Die Hersteller verfolgen unterschiedliche Ziele
Die Untersuchung zeigt, dass die Kapazitätsdegradation der Batterie in den ersten 30.000 Kilometern beschleunigt verläuft, sich danach stabilisiert und annähernd linear fortsetzt (Abb. 1). Der beobachtete Alterungsverlauf bestätigt, dass die Degradation im späteren Verlauf der Nutzung deutlich geringer ausfällt als in der Anfangsphase. Dies liegt unter anderem daran, dass sich auf der Anode in den ersten Lade- und Entladezyklen eine sogenannte SEI-Schicht (Solid Electrolyte Interphase) bildet. Bei der Bildung dieser Schicht wird Lithium „verbraucht und in Abbauprodukte umgewandelt, wodurch weniger Lithium für die Energiespeicherung zur Verfügung steht. Dies führt zu einem stärkeren anfänglichen Kapazitätsverlust. Nachdem sich die SEI-Schicht stabilisiert hat, verlangsamt sich dieser Kapazitätsverlust deutlich.
Während die Daten eine erhebliche Streuung aufweisen, ist dennoch ein klarer Trend erkennbar: Der Großteil der Messwerte liegt, selbst nach über 200.000 Kilometer, oberhalb von 80 Prozent SoH. Die durch Regression ermittelte Trendlinie zeigt, dass der SoH auch bei hohen Laufleistungen von 200.000 bis 300.000 Kilometern stabil bleibt und die getesteten Batterien eine überraschend gute Langlebigkeit aufweisen. Die P3-Flottendaten basieren auf intensiv genutzten Fahrzeugen im Alter von 3 bis 5 Jahren und liefern zusätzlich wertvolle Einblicke in reale Nutzungsbedingungen und den Kapazitätsverlust. Diese Datenpunkte zeigen, dass der SoH der P3-Fahrzeuge weitgehend mit den Daten von Aviloo übereinstimmt und im Vergleich zu theoretischen Modellen eine bedeutend bessere Lebensdauer zeigt.
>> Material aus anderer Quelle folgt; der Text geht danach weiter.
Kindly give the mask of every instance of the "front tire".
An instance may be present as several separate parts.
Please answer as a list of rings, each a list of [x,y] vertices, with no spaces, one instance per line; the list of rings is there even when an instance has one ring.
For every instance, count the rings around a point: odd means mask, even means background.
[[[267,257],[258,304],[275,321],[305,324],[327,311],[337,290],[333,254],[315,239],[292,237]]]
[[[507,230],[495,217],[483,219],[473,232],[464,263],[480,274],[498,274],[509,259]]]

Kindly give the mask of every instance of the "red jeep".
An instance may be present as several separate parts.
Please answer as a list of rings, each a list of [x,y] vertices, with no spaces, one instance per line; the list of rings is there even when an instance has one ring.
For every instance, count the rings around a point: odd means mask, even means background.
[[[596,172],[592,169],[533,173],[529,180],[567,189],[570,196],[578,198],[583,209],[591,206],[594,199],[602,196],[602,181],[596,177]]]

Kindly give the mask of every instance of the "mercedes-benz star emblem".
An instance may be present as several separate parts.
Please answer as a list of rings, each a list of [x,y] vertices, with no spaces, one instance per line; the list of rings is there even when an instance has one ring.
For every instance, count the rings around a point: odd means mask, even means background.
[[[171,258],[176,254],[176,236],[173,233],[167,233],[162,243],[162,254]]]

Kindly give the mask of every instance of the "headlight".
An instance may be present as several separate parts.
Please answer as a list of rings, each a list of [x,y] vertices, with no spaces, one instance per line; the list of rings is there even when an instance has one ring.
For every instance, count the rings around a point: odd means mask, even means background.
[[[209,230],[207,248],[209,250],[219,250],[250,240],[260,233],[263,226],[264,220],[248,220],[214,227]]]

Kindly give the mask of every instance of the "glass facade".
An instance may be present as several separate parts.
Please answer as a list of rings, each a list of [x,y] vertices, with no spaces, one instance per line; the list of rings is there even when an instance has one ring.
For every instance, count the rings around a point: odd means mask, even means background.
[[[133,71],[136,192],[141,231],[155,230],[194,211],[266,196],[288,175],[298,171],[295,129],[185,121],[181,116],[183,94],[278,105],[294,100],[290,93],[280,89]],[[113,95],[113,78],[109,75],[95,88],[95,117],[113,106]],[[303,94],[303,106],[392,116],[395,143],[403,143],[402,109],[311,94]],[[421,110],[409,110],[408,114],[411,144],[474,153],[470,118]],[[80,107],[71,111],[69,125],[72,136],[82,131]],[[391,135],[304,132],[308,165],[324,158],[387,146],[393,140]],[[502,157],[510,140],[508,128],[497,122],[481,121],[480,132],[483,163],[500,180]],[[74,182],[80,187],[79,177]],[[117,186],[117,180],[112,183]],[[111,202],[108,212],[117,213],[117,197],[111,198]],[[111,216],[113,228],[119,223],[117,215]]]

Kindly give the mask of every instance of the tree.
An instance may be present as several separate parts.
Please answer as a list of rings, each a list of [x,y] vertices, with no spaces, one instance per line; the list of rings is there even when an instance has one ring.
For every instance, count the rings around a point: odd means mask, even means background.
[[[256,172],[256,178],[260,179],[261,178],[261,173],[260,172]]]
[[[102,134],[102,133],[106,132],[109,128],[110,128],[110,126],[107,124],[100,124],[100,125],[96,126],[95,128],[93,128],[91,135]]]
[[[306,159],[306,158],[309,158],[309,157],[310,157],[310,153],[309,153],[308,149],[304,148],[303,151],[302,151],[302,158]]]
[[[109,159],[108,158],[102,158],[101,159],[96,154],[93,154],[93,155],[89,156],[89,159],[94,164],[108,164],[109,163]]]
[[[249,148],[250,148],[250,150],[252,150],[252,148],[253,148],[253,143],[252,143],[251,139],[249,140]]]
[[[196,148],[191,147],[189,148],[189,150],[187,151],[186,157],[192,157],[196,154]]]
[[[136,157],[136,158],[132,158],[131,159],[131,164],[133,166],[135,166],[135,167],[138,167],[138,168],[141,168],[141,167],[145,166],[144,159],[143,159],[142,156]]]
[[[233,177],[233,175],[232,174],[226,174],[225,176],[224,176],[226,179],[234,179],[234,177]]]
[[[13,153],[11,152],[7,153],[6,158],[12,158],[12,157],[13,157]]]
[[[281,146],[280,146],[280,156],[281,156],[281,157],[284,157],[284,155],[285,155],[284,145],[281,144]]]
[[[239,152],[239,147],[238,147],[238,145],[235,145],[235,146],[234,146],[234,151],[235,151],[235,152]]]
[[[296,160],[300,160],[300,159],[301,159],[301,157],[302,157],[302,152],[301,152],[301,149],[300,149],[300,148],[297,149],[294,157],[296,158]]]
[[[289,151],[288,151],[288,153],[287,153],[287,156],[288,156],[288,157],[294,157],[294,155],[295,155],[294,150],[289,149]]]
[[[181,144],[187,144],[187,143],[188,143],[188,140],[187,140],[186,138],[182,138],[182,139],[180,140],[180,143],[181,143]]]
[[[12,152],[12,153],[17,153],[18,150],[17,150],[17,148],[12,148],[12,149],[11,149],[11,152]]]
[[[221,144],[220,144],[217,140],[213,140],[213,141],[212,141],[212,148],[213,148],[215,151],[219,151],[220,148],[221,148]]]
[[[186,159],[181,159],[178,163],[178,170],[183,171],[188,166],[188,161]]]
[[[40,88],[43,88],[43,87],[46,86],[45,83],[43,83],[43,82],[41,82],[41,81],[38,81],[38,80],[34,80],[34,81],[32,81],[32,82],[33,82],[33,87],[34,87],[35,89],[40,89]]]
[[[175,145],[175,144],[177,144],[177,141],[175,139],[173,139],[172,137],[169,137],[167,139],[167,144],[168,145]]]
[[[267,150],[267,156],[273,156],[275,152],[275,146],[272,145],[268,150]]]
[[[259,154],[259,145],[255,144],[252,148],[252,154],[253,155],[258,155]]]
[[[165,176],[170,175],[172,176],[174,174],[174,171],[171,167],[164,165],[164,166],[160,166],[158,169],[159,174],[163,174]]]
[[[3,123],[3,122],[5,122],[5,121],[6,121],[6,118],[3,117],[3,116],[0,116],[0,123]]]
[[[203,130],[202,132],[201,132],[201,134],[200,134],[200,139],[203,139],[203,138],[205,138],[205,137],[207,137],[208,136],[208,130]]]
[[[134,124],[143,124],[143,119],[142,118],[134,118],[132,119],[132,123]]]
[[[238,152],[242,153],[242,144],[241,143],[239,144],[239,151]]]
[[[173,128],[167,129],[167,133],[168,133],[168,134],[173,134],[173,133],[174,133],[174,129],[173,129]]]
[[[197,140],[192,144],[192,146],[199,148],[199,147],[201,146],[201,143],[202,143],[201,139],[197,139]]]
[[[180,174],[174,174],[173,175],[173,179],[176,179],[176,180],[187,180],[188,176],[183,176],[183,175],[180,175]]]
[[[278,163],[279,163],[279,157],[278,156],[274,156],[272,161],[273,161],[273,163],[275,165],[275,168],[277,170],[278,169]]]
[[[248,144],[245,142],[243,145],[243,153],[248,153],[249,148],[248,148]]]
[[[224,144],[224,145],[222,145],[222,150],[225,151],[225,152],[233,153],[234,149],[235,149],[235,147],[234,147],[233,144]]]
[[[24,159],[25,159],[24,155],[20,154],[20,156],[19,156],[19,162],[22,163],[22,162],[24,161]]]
„Alte“ Akkus: Regression bleibt stabil
Bei der Auswertung der Daten lässt sich eine deutliche Streuung der SoH-Werte für vergleichbare Reichweiten feststellen. Diese Variabilität ist darauf zurückzuführen, dass der SoH von diversen Faktoren wie dem Lade- und Nutzungsverhalten beeinflusst wird. Außerdem legen Automobilhersteller unterschiedlich großen Wert auf die Minimierung der Batteriedegradation, was zu ebenso unterschiedlichen Strategien im Umgang mit der Alterung führt. Der von den Herstellern vorgesehene Puffer kann beispielsweise genutzt werden, um die für den Fahrer wahrnehmbare Alterung innerhalb des Garantiezeitraums deutlich zu senken. Manche Fahrzeughersteller nutzen Softwareupdates, um die Ladeperformance anzupassen und damit die Alterung zu beeinflussen.
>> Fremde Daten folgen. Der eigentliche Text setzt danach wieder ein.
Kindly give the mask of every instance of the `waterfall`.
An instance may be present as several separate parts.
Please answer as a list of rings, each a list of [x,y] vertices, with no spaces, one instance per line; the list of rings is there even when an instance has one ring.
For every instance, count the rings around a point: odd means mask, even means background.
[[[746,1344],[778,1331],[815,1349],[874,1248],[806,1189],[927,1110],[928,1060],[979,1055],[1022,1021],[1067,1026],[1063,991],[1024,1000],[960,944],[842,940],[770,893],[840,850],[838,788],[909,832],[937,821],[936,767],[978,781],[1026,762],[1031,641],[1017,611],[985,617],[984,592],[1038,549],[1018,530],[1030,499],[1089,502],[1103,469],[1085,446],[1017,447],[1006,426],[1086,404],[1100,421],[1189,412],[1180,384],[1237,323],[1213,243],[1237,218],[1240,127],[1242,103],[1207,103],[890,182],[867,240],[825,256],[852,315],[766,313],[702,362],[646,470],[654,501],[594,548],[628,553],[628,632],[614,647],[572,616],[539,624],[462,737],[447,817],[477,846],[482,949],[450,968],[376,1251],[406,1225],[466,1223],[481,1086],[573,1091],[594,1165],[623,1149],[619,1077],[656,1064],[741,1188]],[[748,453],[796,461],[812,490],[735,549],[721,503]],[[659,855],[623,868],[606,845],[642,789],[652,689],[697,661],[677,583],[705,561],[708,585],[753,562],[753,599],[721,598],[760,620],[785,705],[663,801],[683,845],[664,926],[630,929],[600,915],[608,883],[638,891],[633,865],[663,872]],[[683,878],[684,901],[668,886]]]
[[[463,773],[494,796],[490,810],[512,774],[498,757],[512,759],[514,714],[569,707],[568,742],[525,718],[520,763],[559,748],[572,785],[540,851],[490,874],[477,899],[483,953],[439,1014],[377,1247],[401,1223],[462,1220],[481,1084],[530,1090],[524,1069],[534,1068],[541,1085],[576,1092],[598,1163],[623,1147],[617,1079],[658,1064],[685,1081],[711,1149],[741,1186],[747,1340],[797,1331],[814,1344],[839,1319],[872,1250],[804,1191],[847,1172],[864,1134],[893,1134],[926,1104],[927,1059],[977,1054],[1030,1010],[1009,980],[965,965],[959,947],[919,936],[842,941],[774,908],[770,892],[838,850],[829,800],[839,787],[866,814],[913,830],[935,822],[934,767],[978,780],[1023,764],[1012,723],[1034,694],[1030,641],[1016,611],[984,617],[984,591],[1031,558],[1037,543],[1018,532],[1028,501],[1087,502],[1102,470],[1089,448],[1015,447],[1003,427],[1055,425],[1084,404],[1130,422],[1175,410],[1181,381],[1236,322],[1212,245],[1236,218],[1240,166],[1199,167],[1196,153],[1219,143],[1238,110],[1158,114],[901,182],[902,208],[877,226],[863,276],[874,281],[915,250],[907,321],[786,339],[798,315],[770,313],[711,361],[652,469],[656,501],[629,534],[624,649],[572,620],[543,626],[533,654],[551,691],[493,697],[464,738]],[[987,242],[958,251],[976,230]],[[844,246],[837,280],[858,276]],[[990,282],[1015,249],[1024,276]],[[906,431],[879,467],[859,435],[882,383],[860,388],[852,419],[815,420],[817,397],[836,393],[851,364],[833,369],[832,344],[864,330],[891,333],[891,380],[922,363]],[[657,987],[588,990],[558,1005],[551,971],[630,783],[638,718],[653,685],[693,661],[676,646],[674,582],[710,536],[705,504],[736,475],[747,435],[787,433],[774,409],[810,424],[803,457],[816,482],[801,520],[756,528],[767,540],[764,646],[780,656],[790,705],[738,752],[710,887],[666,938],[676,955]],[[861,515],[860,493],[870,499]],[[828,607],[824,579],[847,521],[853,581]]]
Bei der Interpretation der Ergebnisse ist außerdem zu beachten, dass die Datenlage für Fahrzeuge mit über 200.000 km Kilometerstand deutlich schlechter ist als für Fahrzeuge mit geringerer Laufleistung. Bisher existieren nur wenige Fahrzeuge mit entsprechend großen zurückgelegten Strecken auf dem Markt. Dadurch wird die Aussagekraft für hohe Kilometerstände etwas eingeschränkt und führt zusätzlich zu einer größeren Streuung der Daten.
Mehr als 80 Prozent SoH jenseits der 200.000
Darüber hinaus muss der „Survivorship Bias“ berücksichtigt werden. Dieser beschreibt die Verzerrung, die entsteht, wenn nur erfolgreiche, „überlebende“ Einheiten in einer Beobachtung betrachtet werden. In der vorliegenden Studie bedeutet das, dass nur Fahrzeuge betrachtet werden, die bei der getesteten Laufleistung noch fahrtauglich waren. Fahrzeuge, die aufgrund von Batterieausfällen nicht mehr im Einsatz sind, werden nicht einbezogen. Das kann die Zuverlässigkeit der Fahrzeuge tendenziell zu positiv erscheinen lassen.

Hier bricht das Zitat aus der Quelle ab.